Deep learning 2

It’s a second lecture (https://youtu.be/dqoEU9Ac3ek?si=mxjV2xJUdJLDcGNJ). I learned a lot about Deep Sequence Modeling. There are many variations for different tasks:

one to one - which is useful for binary classification,
many to one - for sentiment analysis,
one to many - for image captioning,
many to many - for machine translation.

We are mostly building Recurrent Neural Networks (RNNs), so they need to meet few design criteria:

handle variable length sequences,
maintain information about order,
track long-term dependencies,
share parameters across the sequence.

To achieve that we need to track the network over some period of sequences or time. To do that we add hidden state, so we get: $y_t = f(x_t, h_t-1)$ where $h_t-1$ is memory from computation.

For teaching such network, we need to somehow encode our input. Mostly it’s done using embeddings. So we take e.g. vocabulary and create embeddings, so we can have assigned index to fixed-sized vector.

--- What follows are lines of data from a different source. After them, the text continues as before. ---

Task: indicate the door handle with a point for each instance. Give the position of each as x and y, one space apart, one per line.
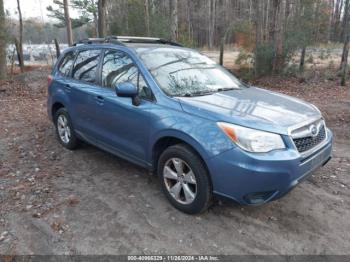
68 88
100 100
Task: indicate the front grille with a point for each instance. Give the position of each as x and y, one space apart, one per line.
306 143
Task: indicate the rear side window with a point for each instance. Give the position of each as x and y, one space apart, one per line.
66 64
86 66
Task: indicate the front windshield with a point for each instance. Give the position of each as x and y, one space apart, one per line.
181 72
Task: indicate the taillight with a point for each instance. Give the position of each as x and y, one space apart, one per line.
49 80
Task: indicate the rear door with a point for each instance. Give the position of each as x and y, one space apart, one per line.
85 91
125 127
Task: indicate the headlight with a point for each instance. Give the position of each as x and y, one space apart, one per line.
252 140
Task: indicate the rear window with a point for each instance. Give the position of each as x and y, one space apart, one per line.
86 64
66 64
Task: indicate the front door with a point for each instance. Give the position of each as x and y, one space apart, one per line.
126 127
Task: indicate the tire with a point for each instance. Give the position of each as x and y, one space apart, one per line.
70 142
195 194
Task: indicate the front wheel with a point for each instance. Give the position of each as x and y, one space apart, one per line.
64 129
184 179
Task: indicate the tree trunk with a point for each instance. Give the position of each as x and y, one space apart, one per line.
18 49
20 43
58 51
95 24
222 47
302 59
345 33
147 18
68 23
3 67
101 18
345 63
258 36
212 19
173 20
278 61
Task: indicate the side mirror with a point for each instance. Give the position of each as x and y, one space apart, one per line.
128 89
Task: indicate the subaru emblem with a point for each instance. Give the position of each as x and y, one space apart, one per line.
313 130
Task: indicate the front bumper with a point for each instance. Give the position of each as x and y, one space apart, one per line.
259 178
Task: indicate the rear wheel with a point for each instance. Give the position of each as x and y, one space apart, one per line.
64 129
184 179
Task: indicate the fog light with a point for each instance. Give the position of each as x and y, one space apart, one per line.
258 197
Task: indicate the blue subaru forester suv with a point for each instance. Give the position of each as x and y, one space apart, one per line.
176 112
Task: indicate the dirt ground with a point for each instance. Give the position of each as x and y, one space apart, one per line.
54 201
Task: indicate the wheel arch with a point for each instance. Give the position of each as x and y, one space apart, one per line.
165 141
55 107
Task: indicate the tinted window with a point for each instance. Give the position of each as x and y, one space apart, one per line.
181 72
118 67
66 64
85 66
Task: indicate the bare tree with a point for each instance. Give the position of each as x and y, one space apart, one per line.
279 9
68 22
212 20
101 18
147 18
174 20
20 42
344 64
2 42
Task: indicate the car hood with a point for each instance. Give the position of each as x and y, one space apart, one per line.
252 107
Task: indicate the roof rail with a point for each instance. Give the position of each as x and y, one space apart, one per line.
97 41
120 40
136 39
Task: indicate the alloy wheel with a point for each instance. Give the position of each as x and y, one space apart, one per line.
63 128
180 181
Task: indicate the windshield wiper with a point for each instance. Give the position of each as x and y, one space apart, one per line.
199 93
226 89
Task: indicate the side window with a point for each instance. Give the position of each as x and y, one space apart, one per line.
118 67
86 66
66 64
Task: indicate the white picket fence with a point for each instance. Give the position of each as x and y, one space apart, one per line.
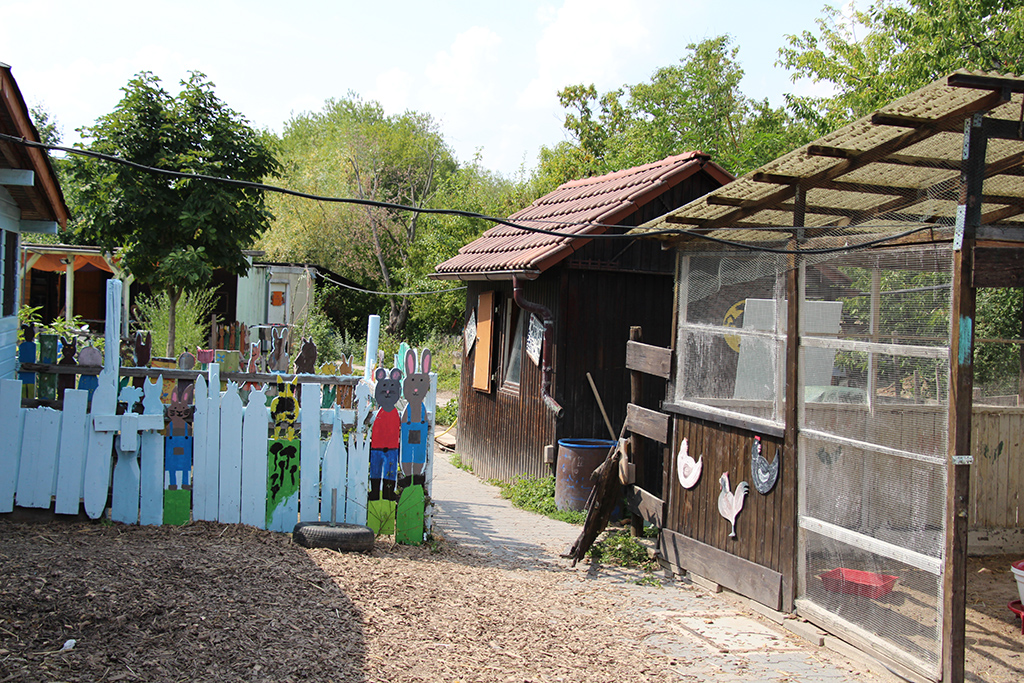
66 459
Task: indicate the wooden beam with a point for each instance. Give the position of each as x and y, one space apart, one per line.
654 360
647 423
17 177
647 506
748 579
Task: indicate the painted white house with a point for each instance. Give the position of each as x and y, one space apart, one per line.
31 201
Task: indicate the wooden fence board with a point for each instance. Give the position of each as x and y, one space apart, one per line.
210 472
10 440
254 460
334 471
654 360
71 460
35 483
151 506
229 473
201 450
309 398
647 423
127 474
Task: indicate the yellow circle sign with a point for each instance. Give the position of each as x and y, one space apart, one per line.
734 318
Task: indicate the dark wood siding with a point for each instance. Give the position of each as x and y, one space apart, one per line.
764 527
502 433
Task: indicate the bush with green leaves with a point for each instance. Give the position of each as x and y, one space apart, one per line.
539 496
193 316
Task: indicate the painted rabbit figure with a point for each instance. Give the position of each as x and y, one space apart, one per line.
415 430
385 438
178 451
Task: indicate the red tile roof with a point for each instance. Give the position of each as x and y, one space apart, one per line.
574 210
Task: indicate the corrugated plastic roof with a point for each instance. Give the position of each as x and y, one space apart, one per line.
897 168
576 210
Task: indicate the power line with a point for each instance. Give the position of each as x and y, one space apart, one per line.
467 214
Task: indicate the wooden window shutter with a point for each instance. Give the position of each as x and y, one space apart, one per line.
484 341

The problem is here, that we have too much “noise” in the data and our network is not focusing on important parts. That’s why we need something called attention. Self-attention mechanism focuses only on the important parts of input, so you do not need to feed over and over the past data. You only calculate attention mask to find the best values and identify the most important features in input. This leads us to building block of transformer.